Hacer, BBG evinden çıktıktan bir süre sonra, 2002 yılında Erol Köse prodüksiyonuyla “Erkekler” adlı ilk albümünü çıkarmış, sonra da ortadan kaybolmuştu. Merak da etmemiştik, nitekim BBG şöhretlerinden dizi oyuncusu, sunucu, şarkıcı olan kim varsa, hepsi bir süre sonra unutulup gitmişti. Aradan 12 yıl geçti ve Hacer, ikinci albümüyle tekrar karşımızı çıktı. Hacer Özil’in “Ahde Vefa” adını taşıyan yeni albümü, geçtiğimiz günlerde TMC etiketiyle yayımlandı.
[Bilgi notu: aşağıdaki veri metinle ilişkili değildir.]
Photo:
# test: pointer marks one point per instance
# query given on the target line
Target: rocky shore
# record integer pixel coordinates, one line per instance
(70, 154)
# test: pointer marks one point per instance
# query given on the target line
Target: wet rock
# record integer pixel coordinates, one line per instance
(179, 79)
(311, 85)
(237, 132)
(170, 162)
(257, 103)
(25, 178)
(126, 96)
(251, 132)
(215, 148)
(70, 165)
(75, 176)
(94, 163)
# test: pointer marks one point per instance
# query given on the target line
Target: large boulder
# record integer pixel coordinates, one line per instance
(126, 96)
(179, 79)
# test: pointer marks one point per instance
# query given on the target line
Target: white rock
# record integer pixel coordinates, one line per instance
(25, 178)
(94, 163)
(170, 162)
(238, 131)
Hacer’in ilk albümünde pop şarkılar söyleyen, şarkılarını ağırlıklı olarak kendisi yazmış, her ne kadar Güzel Sanatlar Lisesi mezunu ve konservatuar öğrencisi olsa da, deneyimsizliği hissedilen bir şarkıcı vardı. Müziğe uzun yıllar ara vermesinden olsa gerek, Hacer şarkıcı olarak çıtasını yükseltmiş gözükmüyor ama bu albümünün daha farklı ve daha olgun bir müzikal çizgide olduğunu söyleyebilmek mümkün. Çünkü Hacer bugünün popüler müziği içerisinde neredeyse esamisi okunmayan bir tarzın peşinde koşmuş ve belki ‘70’lerin değil ama ‘80’lerin Anadolu-pop havasını bugünlere taşımış. Albümü dinlerken en çok Barış Manço, yer yer Edip Akbayram ve Selda gibi, türün mihenk taşlarının izleri hissediliyor.
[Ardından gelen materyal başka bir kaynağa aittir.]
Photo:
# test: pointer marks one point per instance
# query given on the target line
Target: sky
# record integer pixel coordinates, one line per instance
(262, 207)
Özellikle albümün açılışında yer alan “Hele Gel”, neresinden baksanız tipik bir Barış Manço şarkısı gibi tınlıyor; hem sözleri, hem de müzikal yapısıyla. Nitekim Hacer bu albümde Barış Manço’nun “Halil İbrahim Sofrası” adlı ‘80’ler klasiğini de yeniden seslendirmiş. Çocuk yaşta evlendiren kızların dramından yola çıkan “Adım Gonca”, bir ülkenin sınırları içinde kavgasız gürültüsüz bir arada yaşayabilmenin derdine düşen “Kavuşsa Eller” ve “Halkımıza Sözümüz”, Ezo Gelin’in Anadolu’da bir efsaneye dönüşmüş öyküsünü anlatan “Bahçalarda Mor Meni” türküsü, her şart ve koşulda hayata tutunmayı telkin eden “Tut Hayatın Ucundan”, hep hikâyesi olan, mesajı olan, klişe tabiriyle “toplumsal içerikli” mesajlar veren, âşık/ozan geleneğinin de izlerini sürerken, bir parça didaktik olmakla beraber doğrudan siyasal mesajlar vermeyen ve tek bir siyasi görüşe işaret etmeyen şarkılar. Albüm bu anlamda da Barış Manço tarzına ve tavrına daha yakın duruyor zaten.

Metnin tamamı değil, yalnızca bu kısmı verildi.